We live in a world where victim blaming is a constant problem. If a woman walks down the street at night and is assaulted, too many people will come out of the woodwork and say “well, what was she wearing? Why was she out that late at night? Why was she alone? Really, she could have prevented this.”

That’s what victim blaming is. It’s putting the responsibility for the incident onto the victim – when all the victim did, was be in the wrong place at the wrong time. You know where the responsibility actually lies? With the person who made the choice to (assault, harm, abduct) someone.

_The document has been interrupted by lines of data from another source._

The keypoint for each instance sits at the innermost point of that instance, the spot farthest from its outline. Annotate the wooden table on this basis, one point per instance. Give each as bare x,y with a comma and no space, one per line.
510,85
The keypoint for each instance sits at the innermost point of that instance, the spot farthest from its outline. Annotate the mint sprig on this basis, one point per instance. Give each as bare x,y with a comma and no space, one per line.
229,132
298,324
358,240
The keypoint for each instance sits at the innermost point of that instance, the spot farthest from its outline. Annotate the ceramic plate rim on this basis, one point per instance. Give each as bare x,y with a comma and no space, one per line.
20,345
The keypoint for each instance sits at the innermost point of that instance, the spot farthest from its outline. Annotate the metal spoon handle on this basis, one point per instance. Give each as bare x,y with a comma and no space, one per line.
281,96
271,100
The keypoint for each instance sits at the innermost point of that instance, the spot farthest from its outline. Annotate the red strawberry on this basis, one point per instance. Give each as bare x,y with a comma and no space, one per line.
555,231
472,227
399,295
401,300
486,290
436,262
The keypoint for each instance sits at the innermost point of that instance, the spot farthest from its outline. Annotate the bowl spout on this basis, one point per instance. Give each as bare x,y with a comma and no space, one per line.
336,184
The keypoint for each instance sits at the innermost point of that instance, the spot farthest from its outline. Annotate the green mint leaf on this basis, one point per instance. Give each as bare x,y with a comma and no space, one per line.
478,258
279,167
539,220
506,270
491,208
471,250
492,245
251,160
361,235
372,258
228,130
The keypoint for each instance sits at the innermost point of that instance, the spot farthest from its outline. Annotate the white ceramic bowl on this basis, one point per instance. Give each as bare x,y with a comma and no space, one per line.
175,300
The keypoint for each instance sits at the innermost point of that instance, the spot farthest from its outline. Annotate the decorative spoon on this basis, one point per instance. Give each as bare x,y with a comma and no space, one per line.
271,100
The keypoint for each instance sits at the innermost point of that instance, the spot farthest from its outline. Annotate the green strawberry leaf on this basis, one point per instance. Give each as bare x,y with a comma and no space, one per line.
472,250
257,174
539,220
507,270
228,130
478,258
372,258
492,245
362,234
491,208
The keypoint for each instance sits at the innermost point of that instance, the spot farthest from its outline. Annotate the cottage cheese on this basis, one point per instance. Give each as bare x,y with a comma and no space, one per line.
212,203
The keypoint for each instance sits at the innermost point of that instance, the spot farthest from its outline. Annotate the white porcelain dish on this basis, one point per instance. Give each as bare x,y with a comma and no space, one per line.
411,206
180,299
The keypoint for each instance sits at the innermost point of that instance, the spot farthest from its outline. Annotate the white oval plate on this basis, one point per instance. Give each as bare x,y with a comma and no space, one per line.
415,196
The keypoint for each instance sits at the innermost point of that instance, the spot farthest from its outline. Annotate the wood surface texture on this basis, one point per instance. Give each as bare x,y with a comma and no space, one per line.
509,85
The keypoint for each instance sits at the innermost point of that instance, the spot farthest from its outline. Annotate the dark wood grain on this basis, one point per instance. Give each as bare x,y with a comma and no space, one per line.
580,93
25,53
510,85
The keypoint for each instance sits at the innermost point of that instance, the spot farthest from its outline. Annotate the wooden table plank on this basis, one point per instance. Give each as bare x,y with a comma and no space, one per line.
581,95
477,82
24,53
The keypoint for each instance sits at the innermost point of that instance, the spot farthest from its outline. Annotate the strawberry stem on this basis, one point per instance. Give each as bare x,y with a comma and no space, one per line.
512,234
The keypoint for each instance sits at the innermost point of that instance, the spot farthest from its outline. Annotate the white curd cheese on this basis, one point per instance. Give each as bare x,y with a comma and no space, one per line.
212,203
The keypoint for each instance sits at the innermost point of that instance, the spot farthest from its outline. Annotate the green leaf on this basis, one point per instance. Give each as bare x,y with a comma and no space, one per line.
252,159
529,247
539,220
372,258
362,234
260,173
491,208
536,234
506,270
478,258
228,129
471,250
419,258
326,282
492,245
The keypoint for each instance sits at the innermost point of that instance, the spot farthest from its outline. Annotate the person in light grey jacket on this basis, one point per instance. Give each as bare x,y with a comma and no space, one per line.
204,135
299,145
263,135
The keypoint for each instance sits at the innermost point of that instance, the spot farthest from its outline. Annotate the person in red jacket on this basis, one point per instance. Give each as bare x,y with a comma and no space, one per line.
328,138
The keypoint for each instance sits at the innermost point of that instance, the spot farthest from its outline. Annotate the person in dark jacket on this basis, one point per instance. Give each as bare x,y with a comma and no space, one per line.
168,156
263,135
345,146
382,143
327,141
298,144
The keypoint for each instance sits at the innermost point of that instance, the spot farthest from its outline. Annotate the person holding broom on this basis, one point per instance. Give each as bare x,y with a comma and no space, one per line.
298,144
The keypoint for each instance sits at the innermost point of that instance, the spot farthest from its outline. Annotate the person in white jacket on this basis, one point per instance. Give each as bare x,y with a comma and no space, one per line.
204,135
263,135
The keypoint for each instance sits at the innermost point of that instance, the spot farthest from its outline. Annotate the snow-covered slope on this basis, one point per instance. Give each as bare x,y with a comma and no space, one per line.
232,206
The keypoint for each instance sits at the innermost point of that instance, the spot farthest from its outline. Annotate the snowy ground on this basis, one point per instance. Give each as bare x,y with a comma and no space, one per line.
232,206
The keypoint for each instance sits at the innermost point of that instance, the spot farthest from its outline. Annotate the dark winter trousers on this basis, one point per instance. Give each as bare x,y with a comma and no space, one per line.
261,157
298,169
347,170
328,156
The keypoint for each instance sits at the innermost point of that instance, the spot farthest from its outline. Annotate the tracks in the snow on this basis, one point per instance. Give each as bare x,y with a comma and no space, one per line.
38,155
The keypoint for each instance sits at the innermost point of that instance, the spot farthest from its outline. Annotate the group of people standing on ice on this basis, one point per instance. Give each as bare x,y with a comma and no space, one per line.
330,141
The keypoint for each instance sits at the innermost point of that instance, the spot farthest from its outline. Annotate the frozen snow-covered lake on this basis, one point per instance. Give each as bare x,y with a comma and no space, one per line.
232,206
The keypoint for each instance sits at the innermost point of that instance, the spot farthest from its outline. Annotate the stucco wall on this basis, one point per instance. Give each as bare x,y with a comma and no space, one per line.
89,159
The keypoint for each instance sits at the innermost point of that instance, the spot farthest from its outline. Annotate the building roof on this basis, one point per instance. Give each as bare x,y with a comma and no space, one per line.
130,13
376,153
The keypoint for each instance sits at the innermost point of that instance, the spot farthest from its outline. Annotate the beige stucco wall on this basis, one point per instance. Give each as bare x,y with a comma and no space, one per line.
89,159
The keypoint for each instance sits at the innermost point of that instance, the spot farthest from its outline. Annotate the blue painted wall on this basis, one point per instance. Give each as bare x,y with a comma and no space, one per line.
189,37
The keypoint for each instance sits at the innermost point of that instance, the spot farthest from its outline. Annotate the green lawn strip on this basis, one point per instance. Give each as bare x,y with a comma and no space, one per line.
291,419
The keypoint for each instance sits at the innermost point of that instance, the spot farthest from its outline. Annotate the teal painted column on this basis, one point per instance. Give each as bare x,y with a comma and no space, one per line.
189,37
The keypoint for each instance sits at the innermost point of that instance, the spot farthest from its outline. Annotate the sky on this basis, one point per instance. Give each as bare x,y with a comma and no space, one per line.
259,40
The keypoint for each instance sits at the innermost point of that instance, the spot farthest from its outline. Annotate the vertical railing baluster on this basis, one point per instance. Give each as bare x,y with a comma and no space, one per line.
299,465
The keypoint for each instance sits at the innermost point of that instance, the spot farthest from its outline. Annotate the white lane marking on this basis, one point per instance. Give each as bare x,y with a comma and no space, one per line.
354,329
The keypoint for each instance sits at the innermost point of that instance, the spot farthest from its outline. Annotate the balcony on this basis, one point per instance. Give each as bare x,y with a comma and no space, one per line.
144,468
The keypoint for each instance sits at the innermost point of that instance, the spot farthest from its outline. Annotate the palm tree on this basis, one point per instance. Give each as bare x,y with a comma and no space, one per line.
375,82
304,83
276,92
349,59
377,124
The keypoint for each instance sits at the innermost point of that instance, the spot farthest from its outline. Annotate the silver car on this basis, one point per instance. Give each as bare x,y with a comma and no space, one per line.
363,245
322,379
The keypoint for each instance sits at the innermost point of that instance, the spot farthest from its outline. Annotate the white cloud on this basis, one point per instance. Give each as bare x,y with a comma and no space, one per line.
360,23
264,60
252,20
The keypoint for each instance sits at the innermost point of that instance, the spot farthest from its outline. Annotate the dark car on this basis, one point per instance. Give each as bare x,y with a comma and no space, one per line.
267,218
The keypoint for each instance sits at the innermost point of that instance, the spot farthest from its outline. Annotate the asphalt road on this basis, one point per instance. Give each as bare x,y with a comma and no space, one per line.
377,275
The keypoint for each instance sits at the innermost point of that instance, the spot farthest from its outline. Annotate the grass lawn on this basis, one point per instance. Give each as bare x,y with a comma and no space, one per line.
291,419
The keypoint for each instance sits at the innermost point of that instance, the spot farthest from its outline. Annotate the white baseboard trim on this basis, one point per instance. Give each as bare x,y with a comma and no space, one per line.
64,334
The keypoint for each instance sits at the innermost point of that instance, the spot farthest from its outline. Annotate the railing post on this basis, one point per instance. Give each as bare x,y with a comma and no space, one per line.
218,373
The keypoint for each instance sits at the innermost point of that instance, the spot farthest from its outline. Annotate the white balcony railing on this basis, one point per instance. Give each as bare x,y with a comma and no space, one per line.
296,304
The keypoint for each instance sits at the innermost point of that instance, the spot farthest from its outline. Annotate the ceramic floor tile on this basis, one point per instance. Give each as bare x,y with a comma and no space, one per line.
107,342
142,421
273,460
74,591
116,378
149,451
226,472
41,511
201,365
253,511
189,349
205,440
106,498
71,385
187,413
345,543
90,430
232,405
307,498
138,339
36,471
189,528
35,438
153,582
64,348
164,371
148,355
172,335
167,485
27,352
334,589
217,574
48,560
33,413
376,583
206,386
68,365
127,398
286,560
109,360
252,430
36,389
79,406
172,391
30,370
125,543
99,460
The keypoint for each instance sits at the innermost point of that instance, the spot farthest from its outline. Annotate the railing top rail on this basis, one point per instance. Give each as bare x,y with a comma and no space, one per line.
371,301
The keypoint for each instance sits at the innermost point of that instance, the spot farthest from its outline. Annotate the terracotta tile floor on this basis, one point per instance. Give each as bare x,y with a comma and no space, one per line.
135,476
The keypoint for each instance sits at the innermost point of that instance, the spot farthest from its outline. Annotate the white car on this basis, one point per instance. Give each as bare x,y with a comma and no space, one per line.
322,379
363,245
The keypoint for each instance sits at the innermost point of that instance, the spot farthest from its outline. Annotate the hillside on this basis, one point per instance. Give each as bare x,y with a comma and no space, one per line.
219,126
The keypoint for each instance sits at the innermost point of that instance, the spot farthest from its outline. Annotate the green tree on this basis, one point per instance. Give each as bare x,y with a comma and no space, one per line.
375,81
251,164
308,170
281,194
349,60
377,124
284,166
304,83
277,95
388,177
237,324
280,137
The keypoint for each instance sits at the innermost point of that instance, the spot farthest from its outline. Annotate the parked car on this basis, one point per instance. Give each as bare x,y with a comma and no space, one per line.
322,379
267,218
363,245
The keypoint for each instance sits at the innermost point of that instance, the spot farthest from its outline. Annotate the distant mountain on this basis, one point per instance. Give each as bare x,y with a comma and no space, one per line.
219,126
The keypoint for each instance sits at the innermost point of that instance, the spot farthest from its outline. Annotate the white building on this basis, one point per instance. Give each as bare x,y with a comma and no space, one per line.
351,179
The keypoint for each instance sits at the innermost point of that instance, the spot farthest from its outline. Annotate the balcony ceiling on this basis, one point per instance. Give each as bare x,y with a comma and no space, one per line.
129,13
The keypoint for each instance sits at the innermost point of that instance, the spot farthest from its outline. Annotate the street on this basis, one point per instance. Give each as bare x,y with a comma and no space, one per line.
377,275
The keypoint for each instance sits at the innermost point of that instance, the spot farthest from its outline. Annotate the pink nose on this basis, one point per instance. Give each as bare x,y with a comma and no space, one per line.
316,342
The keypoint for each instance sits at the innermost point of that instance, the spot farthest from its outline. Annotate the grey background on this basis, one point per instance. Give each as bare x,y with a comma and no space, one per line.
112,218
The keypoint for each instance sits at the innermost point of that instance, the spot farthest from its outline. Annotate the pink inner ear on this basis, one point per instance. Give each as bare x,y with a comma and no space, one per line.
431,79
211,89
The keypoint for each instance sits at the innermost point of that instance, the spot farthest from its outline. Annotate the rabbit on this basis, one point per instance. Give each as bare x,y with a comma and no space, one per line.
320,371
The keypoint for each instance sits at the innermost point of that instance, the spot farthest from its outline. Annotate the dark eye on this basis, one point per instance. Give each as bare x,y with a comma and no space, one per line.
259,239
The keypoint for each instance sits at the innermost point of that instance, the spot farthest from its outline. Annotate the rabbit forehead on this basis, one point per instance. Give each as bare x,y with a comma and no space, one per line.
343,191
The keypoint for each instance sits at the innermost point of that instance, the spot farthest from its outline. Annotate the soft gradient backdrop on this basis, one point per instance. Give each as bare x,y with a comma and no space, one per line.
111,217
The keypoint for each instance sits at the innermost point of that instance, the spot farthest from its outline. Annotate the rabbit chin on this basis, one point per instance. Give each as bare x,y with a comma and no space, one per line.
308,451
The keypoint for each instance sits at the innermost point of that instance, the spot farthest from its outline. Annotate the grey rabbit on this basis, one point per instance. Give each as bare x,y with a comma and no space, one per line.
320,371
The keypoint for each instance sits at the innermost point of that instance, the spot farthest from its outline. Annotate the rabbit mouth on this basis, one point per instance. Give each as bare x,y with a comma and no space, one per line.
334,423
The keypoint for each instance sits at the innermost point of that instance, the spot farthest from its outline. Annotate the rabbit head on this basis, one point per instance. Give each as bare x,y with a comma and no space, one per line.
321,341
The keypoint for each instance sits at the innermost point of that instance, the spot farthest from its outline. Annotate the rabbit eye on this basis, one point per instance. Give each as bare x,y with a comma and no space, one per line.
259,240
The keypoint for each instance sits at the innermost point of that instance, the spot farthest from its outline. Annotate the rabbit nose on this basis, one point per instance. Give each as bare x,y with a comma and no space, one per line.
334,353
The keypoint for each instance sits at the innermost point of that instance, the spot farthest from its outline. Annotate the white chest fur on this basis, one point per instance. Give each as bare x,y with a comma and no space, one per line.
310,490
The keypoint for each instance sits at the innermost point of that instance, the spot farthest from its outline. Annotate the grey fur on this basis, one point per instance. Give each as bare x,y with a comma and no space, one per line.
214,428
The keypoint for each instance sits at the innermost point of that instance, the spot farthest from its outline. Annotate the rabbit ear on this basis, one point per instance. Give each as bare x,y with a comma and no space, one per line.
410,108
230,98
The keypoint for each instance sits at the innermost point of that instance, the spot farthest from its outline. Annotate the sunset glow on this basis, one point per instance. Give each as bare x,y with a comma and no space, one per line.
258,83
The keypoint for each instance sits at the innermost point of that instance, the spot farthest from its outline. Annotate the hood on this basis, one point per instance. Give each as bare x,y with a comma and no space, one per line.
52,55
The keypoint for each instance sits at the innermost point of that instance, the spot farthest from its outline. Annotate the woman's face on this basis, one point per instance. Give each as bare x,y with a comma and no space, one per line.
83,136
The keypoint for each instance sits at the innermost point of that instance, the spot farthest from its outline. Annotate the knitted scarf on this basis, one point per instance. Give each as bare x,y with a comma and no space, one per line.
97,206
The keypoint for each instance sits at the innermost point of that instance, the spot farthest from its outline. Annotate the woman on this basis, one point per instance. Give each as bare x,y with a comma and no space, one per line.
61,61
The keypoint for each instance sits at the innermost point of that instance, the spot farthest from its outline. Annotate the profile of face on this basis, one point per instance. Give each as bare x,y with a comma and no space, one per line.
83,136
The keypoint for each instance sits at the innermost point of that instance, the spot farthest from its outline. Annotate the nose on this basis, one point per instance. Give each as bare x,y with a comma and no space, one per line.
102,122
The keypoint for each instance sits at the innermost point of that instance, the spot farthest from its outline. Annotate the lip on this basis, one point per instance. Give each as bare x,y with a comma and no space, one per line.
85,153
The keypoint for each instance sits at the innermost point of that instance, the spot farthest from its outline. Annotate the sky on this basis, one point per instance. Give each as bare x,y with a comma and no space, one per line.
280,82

So that’s victim blaming in a large sense: It’s the worst case scenario of victim blaming. But that sort of behavior exists in large part because we as a society allow it to exist. The only way we can change that, is if we eliminate this type of thinking at every level – including the tiny, seemingly inconsequential level of chat room trolls and moderators who would rather tell the victim to protect themselves, instead of doing what they themselves signed up to do.

I’m not completely naive. I know that most, if not 99%, of chat room moderators and forum moderators and so on are volunteers and get paid nothing for their work. But to that I say, this was a choice you made, to moderate this site, this room, this discussion. You put your hand up and decided you wanted to do it. It is not unreasonable for people to expect you to then do the job you said you would do.

We as a society need to collectively decide that no, actually, it’s not my responsibility to “block” Troll. In the first instance, it should be on Troll not to have behaved badly and broken the social contract. In the second instance, if/when Troll proves that they have no intention of policing their own behavior, it should be on the moderators and the gatekeepers of the discussion to enforce consequences as appropriate.

When you are in power and a victim comes to you and says they have been wronged, it is not okay for you to lay out how the victim needs to take responsibility for what happened. It is on you to ensure that the person who wronged them faces consequences. 

Some people are going to read this and think that I am genuinely ranting about chat rooms and how I should lighten up, turn off the computer, and go out and interact with real people. Let me make it clear that in ranting about what happens in chat rooms, I am actually pointing out a symptom of a much larger societal problem.

What we allow to happen at the micro level of interpersonal interactions, justifies and normalizes what we allow to happen at the macro level of interpersonal interactions.